Holstering the gun as he moved, Jake put out a hand to the man on the ground, who took it, but struggled up without so much as a whimper. It was only a flesh wound after all. The man glared at the woman he'd been fighting though, which was odd, because she hadn't shot him at all. They'd been going at it with empty hands. It wouldn't have been a problem if not for the chanting thing.
The wound bled freely, but one of the others came out with a bucket of water and some cloths to staunch it. It was Ken who limped out, still recovering from his own bullet wounds. He was twelve, or maybe thirteen, black and growing into more strength than would be expected from someone that young who was living in as hard of a world as they all had been.
"Lois said that if we let him bleed in her kitchen she's finishing the job and serving him up for dinner." It almost sounded playful, as soft as it was, which got smiles from half the people standing around.

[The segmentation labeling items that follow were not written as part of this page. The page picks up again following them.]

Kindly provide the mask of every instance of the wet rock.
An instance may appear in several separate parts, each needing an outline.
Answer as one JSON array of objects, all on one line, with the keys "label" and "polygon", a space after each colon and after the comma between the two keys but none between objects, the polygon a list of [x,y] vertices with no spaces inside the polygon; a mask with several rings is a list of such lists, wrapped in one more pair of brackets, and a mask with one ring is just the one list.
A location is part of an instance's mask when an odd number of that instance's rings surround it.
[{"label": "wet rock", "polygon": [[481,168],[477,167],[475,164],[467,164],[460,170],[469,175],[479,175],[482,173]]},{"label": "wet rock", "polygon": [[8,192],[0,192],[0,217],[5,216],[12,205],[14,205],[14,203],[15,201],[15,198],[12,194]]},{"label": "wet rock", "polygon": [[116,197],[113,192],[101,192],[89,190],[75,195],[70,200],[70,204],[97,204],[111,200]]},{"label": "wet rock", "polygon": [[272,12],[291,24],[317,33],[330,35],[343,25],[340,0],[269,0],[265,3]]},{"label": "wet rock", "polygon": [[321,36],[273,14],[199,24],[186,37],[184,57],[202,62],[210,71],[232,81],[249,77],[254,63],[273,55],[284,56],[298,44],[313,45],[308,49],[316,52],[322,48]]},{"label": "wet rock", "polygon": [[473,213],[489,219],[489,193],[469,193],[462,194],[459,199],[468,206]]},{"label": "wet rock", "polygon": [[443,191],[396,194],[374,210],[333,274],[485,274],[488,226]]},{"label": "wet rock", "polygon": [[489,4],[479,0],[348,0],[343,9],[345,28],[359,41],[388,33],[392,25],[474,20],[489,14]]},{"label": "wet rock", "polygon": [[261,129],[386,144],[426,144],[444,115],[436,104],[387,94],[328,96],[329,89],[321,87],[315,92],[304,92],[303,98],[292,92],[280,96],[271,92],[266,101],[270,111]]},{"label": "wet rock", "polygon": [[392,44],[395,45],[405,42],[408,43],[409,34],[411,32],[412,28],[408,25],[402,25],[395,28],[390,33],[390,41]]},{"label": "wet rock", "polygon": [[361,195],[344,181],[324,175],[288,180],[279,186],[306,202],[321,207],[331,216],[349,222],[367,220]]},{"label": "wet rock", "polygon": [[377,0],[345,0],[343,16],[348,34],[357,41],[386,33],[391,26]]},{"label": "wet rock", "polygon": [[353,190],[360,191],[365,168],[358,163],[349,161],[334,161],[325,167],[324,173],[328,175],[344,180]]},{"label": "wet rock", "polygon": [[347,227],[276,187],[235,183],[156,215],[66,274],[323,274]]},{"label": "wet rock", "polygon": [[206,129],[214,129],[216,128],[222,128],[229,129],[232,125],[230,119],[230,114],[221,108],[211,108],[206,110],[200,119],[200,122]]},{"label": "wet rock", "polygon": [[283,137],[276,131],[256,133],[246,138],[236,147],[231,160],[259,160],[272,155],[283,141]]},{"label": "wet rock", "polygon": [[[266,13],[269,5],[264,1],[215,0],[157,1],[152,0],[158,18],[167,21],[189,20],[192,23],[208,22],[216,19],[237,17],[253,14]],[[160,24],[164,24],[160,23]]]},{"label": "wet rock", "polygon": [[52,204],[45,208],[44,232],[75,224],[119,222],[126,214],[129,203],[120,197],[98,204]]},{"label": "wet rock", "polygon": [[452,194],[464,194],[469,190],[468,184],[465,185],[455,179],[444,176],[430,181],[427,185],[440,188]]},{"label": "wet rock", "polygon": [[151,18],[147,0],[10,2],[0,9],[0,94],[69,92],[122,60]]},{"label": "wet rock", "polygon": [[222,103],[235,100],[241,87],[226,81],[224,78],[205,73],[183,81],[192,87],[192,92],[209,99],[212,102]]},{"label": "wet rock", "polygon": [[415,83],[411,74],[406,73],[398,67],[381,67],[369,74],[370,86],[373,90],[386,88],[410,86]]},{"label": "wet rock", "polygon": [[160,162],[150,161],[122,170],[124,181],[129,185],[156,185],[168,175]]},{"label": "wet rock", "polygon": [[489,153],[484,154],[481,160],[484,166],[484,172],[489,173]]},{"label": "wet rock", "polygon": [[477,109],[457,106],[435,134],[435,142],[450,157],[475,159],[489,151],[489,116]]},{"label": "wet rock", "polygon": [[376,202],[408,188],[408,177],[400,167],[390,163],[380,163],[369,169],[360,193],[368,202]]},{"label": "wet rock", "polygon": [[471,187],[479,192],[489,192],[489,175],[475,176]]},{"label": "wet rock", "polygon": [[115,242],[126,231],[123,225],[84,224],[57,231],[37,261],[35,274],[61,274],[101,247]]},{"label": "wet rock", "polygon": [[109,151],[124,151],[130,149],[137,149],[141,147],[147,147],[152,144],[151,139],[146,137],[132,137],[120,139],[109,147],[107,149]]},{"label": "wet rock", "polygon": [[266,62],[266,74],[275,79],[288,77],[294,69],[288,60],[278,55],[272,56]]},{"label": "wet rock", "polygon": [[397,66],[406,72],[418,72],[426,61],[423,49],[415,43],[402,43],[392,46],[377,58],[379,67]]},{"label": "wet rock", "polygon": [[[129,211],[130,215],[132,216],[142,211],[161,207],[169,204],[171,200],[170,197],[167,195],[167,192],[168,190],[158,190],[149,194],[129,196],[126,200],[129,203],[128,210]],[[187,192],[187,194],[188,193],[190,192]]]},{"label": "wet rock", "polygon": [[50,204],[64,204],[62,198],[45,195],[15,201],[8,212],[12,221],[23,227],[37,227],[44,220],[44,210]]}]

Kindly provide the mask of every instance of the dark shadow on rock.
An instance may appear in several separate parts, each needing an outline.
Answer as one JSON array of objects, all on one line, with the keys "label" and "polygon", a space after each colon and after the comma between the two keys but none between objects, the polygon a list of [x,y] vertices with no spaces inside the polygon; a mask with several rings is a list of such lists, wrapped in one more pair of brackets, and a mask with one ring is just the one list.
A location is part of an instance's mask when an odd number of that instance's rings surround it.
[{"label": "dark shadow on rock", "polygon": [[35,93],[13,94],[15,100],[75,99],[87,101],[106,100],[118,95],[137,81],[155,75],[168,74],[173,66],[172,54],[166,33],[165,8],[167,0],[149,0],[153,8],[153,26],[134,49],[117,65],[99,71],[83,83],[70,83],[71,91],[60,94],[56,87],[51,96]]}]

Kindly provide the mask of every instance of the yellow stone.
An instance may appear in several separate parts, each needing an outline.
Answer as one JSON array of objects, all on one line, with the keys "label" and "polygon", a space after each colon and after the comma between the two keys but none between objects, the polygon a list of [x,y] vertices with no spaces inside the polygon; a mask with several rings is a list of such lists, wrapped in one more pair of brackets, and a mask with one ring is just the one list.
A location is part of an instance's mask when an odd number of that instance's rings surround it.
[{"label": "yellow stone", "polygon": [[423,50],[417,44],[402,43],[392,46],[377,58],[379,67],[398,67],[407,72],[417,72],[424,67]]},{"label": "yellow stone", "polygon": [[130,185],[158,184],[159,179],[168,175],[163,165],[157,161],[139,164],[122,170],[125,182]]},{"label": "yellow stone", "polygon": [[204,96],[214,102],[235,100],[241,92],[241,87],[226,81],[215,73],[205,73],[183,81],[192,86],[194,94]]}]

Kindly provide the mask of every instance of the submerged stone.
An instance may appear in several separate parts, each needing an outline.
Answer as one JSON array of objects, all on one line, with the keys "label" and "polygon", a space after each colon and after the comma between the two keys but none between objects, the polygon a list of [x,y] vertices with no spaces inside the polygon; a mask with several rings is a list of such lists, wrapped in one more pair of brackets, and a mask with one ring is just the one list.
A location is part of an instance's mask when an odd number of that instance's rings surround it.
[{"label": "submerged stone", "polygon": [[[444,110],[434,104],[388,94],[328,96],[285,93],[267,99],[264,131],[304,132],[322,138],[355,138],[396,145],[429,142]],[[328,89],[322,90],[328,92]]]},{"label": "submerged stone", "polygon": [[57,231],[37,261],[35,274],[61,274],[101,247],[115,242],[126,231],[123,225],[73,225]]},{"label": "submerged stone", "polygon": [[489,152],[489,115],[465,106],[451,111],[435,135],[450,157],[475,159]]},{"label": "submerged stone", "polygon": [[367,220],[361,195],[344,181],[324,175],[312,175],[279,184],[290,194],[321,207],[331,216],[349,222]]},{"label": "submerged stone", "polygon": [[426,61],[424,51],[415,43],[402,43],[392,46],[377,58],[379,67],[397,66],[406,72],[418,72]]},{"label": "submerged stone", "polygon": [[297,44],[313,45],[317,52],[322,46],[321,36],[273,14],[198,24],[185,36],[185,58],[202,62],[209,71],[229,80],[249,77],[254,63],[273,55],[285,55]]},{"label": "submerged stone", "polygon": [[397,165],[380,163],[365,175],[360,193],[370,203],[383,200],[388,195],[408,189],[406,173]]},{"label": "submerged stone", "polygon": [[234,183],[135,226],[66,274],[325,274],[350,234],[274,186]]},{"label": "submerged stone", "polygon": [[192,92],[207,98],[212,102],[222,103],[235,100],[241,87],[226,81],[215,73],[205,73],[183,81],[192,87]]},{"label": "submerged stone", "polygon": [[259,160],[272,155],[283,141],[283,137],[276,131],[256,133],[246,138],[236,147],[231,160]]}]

Vicki gestured her people out to take care of their "kills" but stood near Jake anyway, not leaving herself. After a few seconds he realized it was because she was worried that the Denari might attack him for having shot one of them. Jake didn't think so though. He tended the man's wounds silently, finally getting it packed enough they could move him to the living room to chat about what had been going on. That got everyone available to come, including about fifty of the people in the house that just didn't have anything better to do at the moment. A lot of the women were visibly pregnant, a few looked almost ready to deliver. That got most of the Denari to avert their eyes.